The youthful leaders of Afghanistan's new interim government offer a stark contrast to the long-bearded mullahs of the Taliban.
The new head of state, Hamid Karzai, a Western-oriented tribal leader fighting the Taliban in southern Afghanistan, is seen as the best hope for closing the rifts in his war-torn country while opening it to the West.
Yesterday the Pentagon reported that Mr. Karzai was slightly injured when an American B-52 bomber missed its target.
His sister, Fozia Karzai, said from Boston that after a phone call to another sibling in Pakistan, she had determined that that her brother is "fine."
After eight days of UN-sponsored negotiations in Bonn among Afghanistan's various ethnic groups, Karzai is set to take office in the Afghan capital, Kabul, on Dec. 22. Yesterday, four Afghan delegations signed a UN-brokered agreement that set a road map for the devastated country's political future and named a provisional cabinet of 30 ministers.
The Bonn agreement is a historic attempt to bring a stable, broad-based government to Afghanistan after two decades of war.
It also signifies an important generational change, with the removal from the political scene of Northern Alliance leader Burhanuddin Rabbani, who tried to delay the talks from Kabul. The accord gives only a figurehead role to the octogenarian former Afghan king, Mohammed Zahir Shah, who is to call a loya jirga - the traditional Afghan council - next summer to continue the political process.
The Northern Alliance is expected to hold three key ministries in the provisional government, with Abdullah Abdullah as foreign minister, Mohammed Quassim Fahim as defense minister, and Yunus Qanooni as interior minister.
The cabinet will include two women.
Karzai will face the challenge of presiding over a cabinet that the UN cobbled together based on a complicated formula of ethnicity, ability, and acceptability to others.

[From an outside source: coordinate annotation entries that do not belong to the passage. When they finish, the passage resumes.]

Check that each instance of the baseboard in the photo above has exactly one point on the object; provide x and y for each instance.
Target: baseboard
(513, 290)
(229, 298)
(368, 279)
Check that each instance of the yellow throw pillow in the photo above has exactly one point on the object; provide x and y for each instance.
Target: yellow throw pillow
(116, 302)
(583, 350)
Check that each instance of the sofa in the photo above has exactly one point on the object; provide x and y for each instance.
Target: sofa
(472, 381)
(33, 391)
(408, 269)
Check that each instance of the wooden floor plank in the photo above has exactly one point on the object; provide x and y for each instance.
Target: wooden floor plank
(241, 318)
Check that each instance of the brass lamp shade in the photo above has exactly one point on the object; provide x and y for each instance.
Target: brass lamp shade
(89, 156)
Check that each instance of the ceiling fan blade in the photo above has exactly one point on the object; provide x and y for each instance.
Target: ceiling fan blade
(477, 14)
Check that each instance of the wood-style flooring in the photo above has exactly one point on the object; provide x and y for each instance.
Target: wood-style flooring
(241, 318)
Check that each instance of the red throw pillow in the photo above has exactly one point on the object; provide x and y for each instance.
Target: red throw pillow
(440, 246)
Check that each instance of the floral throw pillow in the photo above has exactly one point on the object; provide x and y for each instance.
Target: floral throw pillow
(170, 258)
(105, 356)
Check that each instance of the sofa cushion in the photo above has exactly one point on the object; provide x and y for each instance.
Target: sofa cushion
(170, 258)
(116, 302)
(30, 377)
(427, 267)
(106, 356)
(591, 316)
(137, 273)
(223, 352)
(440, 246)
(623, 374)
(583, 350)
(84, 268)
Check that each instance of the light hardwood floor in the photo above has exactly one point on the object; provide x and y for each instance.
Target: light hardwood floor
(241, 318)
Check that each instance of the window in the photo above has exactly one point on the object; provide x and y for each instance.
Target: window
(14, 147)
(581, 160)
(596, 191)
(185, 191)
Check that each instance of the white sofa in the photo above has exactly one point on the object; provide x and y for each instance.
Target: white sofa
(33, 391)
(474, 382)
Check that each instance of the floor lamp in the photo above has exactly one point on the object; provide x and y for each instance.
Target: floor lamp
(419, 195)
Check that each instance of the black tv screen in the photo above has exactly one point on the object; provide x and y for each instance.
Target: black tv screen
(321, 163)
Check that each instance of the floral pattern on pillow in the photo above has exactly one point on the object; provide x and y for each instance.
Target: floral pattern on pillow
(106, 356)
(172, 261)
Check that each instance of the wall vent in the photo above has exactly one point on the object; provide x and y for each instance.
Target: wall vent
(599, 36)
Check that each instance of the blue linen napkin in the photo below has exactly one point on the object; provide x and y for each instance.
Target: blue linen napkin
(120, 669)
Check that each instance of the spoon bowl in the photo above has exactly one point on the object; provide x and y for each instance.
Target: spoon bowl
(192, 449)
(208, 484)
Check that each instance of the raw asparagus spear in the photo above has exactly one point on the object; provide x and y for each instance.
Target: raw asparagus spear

"Under the circumstances, you have to take a risk and give him a chance," says Citha Maass, Afghanistan expert with SWP, the German Institute for International and Security Affairs in Berlin.
Karzai's strengths are his youth, western orientation, fluency in English, and affiliation with the country's largest ethnic group, the Pashtuns. she says.
Pitfalls, says Dr. Maass, could be his ties to the US, as well as a potential conflict with other young ministers representing the Northern Alliance.
"Where I see a danger is that power will go to his head," says Maass, who knows Karzai personally. She questions whether he has the personality and maturity to play a conciliatory role.
While the Northern Alliance is composed primarily of Afghanistan's ethnic Tajiks, Uzbeks, and Hazaras, Karzai comes from a prominent Pashtun tribe, the Popolzai, whose homeland is north of the embattled city of Kandahar. The Popolzai are a branch of the Durrani clan, which for the past 200 years has produced the country's kings.
"The family was conservative in the sense that it was rich. They were loyal to the king and wanted to keep the status quo," remembers an expatriate Afghan who studied at Kabul University with one of Karzai's six brothers in the 1960s.
"The father was a large landowner - of course they wanted to maintain this lifestyle." Yet the émigré, who asked not to be named, says the family was not conservative in any religious sense. Abdul-Ahad, Karzai's father, was a member of the Afghan parliament under the king.
Karzai was studying political science in Simla, India, when the Soviets launched their fateful invasion of Afghanistan in 1979. The rest of his family fled to the US and later opened Afghan restaurants in Chicago, San Francisco, Baltimore, and Cambridge, Mass.
Karzai himself relocated to Pakistan to aid the mujahideen in their guerrilla war against the Red Army. Following the Soviet withdrawal, Karzai served as deputy foreign minister in the early 1990s. As the Taliban, mostly fellow Pashtuns, rose to power, his initial sympathy for them eventually turned into disillusionment. He relocated to Quetta, Pakistan, not far from the Afghan border.
Several years ago, the Karzais became involved in anti-Taliban activities.
After his father was assassinated in Quetta two years ago, Karzai was chosen as the new chief of the Popolzai.
Once the US began its bombing campaign over Afghanistan in October, Karzai entered the country clandestinely with the mission of convincing Pashtun leaders to abandon the Taliban and to support a loya jirga to elect a new government.
There are conflicting reports about what happened when the Taliban finally tracked him down. Defense Secretary Donald Rumsfeld has said that US helicopters rescued Karzai and whisked him back to Pakistan, while Karzai himself denies that there was any American help or that he ever left Afghanistan. (In October, another anti-Taliban leader on a similar mission, Abdul Haq, walked into a Taliban ambush and was executed, despite a US military intervention to save him.)
"The exact circumstance of Karzai's rescue may have been colored by psychological warfare," says Maass, the Afghanistan analyst.
In any case, she says, because of his US ties, he doesn't enjoy the support of all Pashtuns.
A US official, speaking on the condition of anonymity, rejects any portrayal of Karzai as America's man. Karzai was "not chosen by the US, not annointed by the US," he says. "He was chosen by the elders of his tribe two years ago."
While his brother Qayum advised the former king's delegation in Bonn, Karzai was north of Kandahar, the final Taliban stronghold. During the talks, he spoke by satellite phone twice with US special envoy James Dobbins and once with the UN's top representative.
Observers say that Karzai still must prove his abilities to run the country.
"He's generally acceptable to all parties and all of Afghanistan's neighbors," says one diplomatic observer.
A delegate from the so-called Peshawar Group criticized the result of the talks, however. "I'm fundamentally unhappy with the composition of the cabinet," says Anwar-ul-Haq Ahadi, who refused to sign the final document and declined a ministerial post. "There are people [in the cabinet] who are hardly literate."
Sunil Dasgupta, a researcher at Washington's Brookings Institution, says that the new agreement is a good start but that the interim government is still not representative enough of Pashtuns, who are expected to start pushing their interests once the tribal council is called.
Mr. Dasgupta says "the most critical thing for Afghanistan is actually to develop a state, and imposing legal order."
With the blessing of a UN Security Council resolution, which in the coming days is expected to mandate a multinational security force in Kabul, Karzai's interim administration will have the backing and attention of the international community - something no Afghan government has had in two decades.